Her biggest contribution to both industry and society resides in her ability to spot emerging opportunities to disrupt sectors and to create ecosystems of mutual benefits between the disruptors, which she was in the early days of digitization, and business and government leaders. As such, her career has been developed on both sides of the table, as a technology pioneer and as a business and government advisor on digital technologies and their effect in both commercial endeavours and society. Since 2001 she has become a sought-after expert for investment programmes, international trade missions, and the formation of regulatory frameworks.
Her current appointment as an expert to the Global Partnership on Artificial Intelligence, an OECD and G7 multi-nations initiative, requires her to deliver strategic insights and implementation plans on how A.I. should be developed within the innovation sectors and introduced to commercial businesses ranging from industrial activities to education and agriculture and farming.
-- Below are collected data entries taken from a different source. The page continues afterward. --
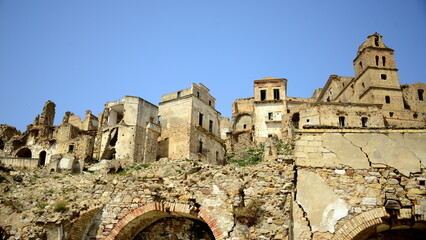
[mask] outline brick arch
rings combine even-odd
[[[341,226],[334,234],[332,240],[350,240],[359,233],[370,227],[383,223],[383,218],[389,218],[390,215],[384,207],[376,208],[353,217],[349,222]]]
[[[198,210],[198,213],[195,210]],[[134,237],[132,235],[137,234],[134,230],[143,229],[161,218],[170,216],[186,217],[205,222],[216,240],[224,239],[222,230],[217,226],[216,219],[205,208],[195,209],[188,204],[153,202],[136,208],[124,216],[115,224],[105,240],[132,239]]]
[[[87,234],[90,226],[92,225],[93,219],[103,209],[103,207],[104,206],[97,207],[81,214],[80,217],[72,223],[70,229],[71,234],[67,240],[84,239],[84,236]]]

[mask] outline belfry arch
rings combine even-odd
[[[178,224],[183,221],[195,224],[197,231],[202,231],[197,234],[206,236],[205,239],[223,239],[222,231],[216,225],[216,220],[204,208],[194,209],[193,206],[187,204],[154,202],[136,208],[124,216],[115,224],[105,240],[141,239],[145,230],[155,228],[156,224],[167,225],[173,221],[177,221]]]

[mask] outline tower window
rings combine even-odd
[[[389,112],[389,117],[393,117],[393,112]]]
[[[379,56],[376,56],[376,66],[379,66]]]
[[[382,57],[382,63],[383,63],[383,67],[386,66],[386,57],[385,56]]]
[[[419,89],[419,90],[417,90],[417,95],[419,95],[419,100],[420,100],[420,101],[423,101],[423,100],[424,100],[424,98],[423,98],[423,93],[424,93],[424,90],[423,90],[423,89]]]
[[[386,74],[380,74],[380,78],[382,80],[386,80],[388,78],[388,76],[386,76]]]
[[[181,91],[177,92],[177,97],[182,97],[182,92]]]
[[[361,85],[362,85],[363,88],[365,88],[365,84],[364,83],[362,83]]]
[[[197,97],[200,97],[200,92],[197,92]]]
[[[374,36],[374,45],[376,45],[376,47],[379,46],[379,37],[378,36]]]
[[[198,114],[198,125],[203,126],[204,115],[202,113]]]
[[[68,152],[72,153],[74,151],[74,145],[69,145],[68,146]]]
[[[385,102],[386,102],[386,103],[390,103],[390,97],[389,97],[389,96],[386,96],[386,97],[385,97]]]
[[[362,62],[359,62],[359,66],[361,67],[361,70],[362,70]]]
[[[280,99],[280,90],[274,89],[274,100],[279,100],[279,99]]]
[[[212,101],[211,100],[209,100],[209,106],[211,106],[212,105]]]
[[[273,114],[271,112],[268,113],[268,120],[274,120]]]
[[[243,125],[243,129],[246,129],[246,128],[247,128],[247,124],[244,124],[244,125]]]
[[[417,113],[413,114],[413,118],[416,119],[418,117]]]
[[[266,90],[260,90],[260,101],[266,100]]]
[[[367,127],[368,126],[368,118],[366,118],[366,117],[361,118],[361,123],[362,123],[362,127]]]
[[[213,132],[213,121],[209,121],[209,132]]]
[[[339,117],[339,126],[344,127],[345,126],[345,117]]]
UNESCO has invited her to collaborate in their efforts to promote A.I. as a tool for society's welfare and inclusivity efforts across all cultures, genres and economic strata.
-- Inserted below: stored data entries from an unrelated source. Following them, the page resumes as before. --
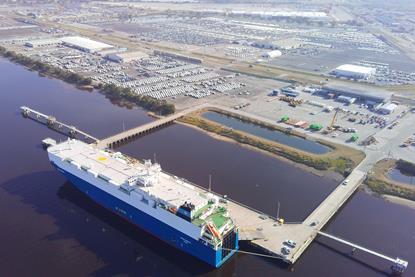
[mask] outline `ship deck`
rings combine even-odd
[[[107,180],[109,184],[114,186],[121,186],[130,177],[137,176],[146,169],[145,165],[138,160],[133,160],[134,162],[131,163],[132,159],[129,157],[118,155],[124,158],[116,158],[105,150],[78,140],[68,140],[51,146],[48,151],[62,160],[78,166],[80,170],[89,170],[98,174],[99,178]],[[156,185],[135,187],[136,190],[145,191],[176,208],[184,202],[191,202],[197,210],[205,206],[208,201],[206,191],[166,172],[159,174],[159,181]]]

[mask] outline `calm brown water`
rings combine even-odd
[[[23,119],[26,105],[104,137],[151,120],[139,109],[0,60],[0,276],[380,276],[389,262],[318,239],[292,268],[239,254],[215,270],[108,213],[48,163],[40,141],[65,139]],[[165,170],[288,221],[304,218],[336,182],[202,132],[172,125],[120,148]],[[327,231],[410,261],[415,276],[415,211],[358,192]],[[243,244],[244,249],[252,250]]]
[[[270,130],[257,124],[244,122],[238,118],[221,113],[205,112],[202,114],[202,116],[226,127],[241,130],[248,134],[252,134],[268,140],[277,141],[281,144],[285,144],[310,153],[325,154],[330,151],[329,147],[318,143],[317,141],[307,140],[277,130]]]
[[[402,172],[398,168],[392,168],[389,170],[388,177],[392,179],[393,181],[409,184],[409,185],[415,185],[415,176],[406,174],[405,172]]]

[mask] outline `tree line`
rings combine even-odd
[[[64,70],[56,66],[49,65],[31,57],[18,54],[14,51],[8,51],[3,46],[0,46],[0,55],[8,58],[9,60],[26,66],[31,70],[35,70],[41,74],[61,79],[67,83],[75,84],[79,86],[87,86],[92,84],[92,79],[89,77],[83,77],[78,73]],[[168,115],[175,112],[175,106],[167,103],[166,100],[154,99],[146,95],[138,95],[134,93],[130,88],[122,88],[114,84],[98,84],[96,88],[101,93],[105,94],[108,98],[113,100],[127,100],[141,106],[149,111],[155,112],[161,115]]]
[[[85,78],[78,73],[70,72],[68,70],[60,69],[59,67],[49,65],[47,63],[41,62],[39,60],[35,60],[28,56],[17,54],[14,51],[7,51],[4,47],[0,46],[0,53],[8,58],[9,60],[16,62],[18,64],[24,65],[27,68],[37,71],[41,74],[52,76],[65,82],[86,86],[91,85],[92,80],[91,78]]]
Her valuable experiences and know-how have also been vested onto universities such as University College London and Imperial College Business London, where she has been a regular guest lecturer at various master programmes. Her class and workshop on "How to create competitive advantage via partnerships and alliances" is an extremely popular and well received yearly event at Imperial's Master in Entrepreneurship. Creating participative engagement in the class, she reveals the opportunities that exist for startups and SMEs to create competitive attributes, position themselves in the market and deliver shareholder value.